Editorial Reviews:
Synopsis
crawlspace is John Pass's first volume of poetry since he won the Governor General's Literary Award for poetry in 2006.
John Pass moves effortlessly from ruminations on the beauty of our earth and our relationship to the environment, to the capricious nature of the muse, to signposts of the human condition: love and loss, aging, and relationships between parent and child. His poems are often grounded in specific places and experiences, travelling from the urban setting of Toronto's Bloor Street, with its ". . . rough
wind in the empty elms rolling/ into the streets the liberated beer cans" to a North Vancouver landscape and its "...seams of grey on grey, sea under sea mist" to the bucolic "...golden light in the bunch grass and aspens" of Pennask Lake in BC's Okanagan.
Pass's intelligent and compassionate vision stretches out before us, encompassing human frailty, memory, and our relationship to the natural world. "The long view's our forever/ human incongruity in landscape, on earth. A given, /the distance. And a gift, to stretch us--restless reaches along the road." crawlspace is a gift that expands the landscape and sensibility of Canadian literature even as it celebrates the intricacies of self.

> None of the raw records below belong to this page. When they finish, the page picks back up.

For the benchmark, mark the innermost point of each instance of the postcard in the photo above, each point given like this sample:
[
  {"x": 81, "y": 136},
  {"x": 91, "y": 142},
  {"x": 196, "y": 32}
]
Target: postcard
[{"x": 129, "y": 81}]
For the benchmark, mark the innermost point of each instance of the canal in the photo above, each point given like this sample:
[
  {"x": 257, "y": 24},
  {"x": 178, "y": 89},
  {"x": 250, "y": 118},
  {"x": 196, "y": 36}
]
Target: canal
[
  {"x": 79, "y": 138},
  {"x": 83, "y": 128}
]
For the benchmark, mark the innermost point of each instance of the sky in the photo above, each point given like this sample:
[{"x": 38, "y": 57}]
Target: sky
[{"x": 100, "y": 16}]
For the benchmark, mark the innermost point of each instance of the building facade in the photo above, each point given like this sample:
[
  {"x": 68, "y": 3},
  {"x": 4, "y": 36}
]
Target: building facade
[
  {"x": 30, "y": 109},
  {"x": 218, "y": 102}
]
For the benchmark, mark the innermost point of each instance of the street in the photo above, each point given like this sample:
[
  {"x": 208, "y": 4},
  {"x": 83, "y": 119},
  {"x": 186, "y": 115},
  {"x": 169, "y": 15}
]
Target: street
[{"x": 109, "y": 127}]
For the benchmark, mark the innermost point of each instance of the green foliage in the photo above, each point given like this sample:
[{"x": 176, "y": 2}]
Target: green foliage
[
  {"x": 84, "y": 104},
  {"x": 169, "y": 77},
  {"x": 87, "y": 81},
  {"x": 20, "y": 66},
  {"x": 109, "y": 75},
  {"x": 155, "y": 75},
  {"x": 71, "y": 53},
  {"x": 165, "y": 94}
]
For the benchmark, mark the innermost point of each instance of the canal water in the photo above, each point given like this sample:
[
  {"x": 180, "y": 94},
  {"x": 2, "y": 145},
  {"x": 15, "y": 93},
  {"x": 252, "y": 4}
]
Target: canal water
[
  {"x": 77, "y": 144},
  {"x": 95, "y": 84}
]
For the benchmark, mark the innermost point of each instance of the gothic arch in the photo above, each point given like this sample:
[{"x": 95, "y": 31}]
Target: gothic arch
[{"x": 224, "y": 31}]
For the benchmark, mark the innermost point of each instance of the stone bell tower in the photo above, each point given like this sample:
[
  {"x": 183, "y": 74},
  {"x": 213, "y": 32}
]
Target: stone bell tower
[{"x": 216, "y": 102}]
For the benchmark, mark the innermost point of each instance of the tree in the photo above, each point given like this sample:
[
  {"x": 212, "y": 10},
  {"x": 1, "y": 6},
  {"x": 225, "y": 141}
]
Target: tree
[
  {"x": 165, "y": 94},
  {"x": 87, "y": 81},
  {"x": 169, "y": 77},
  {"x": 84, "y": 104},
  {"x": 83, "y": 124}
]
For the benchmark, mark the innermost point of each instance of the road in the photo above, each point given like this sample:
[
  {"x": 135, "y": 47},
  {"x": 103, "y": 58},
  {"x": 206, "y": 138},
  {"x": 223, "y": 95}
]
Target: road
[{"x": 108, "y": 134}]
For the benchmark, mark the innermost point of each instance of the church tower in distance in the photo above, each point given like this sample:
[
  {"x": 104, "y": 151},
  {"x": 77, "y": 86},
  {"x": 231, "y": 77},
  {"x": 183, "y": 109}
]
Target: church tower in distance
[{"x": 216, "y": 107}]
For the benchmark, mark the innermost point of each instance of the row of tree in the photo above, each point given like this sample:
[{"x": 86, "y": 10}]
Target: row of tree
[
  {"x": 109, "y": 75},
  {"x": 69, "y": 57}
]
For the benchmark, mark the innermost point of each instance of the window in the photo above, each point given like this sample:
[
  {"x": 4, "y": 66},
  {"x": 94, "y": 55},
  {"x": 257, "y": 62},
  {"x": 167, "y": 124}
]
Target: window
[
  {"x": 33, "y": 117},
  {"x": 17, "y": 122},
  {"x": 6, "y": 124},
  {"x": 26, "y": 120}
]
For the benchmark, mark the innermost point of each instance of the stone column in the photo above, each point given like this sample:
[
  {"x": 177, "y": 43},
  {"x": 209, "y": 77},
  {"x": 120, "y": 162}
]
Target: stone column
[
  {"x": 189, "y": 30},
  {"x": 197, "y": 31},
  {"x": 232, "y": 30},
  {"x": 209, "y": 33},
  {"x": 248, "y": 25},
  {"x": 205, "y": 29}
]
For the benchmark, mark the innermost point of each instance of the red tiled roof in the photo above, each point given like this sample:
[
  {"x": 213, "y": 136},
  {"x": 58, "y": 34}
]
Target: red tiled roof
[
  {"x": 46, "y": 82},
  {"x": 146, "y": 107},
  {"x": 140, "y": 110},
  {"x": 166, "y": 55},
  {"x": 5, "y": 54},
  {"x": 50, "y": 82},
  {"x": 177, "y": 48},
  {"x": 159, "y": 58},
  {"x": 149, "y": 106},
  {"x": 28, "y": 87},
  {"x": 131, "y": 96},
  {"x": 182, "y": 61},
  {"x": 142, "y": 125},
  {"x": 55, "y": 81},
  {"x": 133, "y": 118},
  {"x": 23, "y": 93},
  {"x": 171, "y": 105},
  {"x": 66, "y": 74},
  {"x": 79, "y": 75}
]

John Pass has published over sixteen books and chapbooks, including his quartet of books titled AT LARGE: The Hour's Acropolis (Harbour), Radical Innocence (Harbour), Water Stair (Oolichan)--which was shortlisted for the Governor General's Literary Award--and Stumbling in the Bloom (Oolichan), which won the Governor General's Literary Award. He has also won the Canada Poetry Prize, the Gillian Lowndes Award, and has twice been shortlisted for the Dorothy Livesay Poetry Prize. His poems have appeared in magazines and anthologies in Canada, the US, the UK and Ireland. John lives with his wife, the poet, essayist and novelist Theresa Kishkan, near Sakinaw Lake on BC's Sunshine Coast.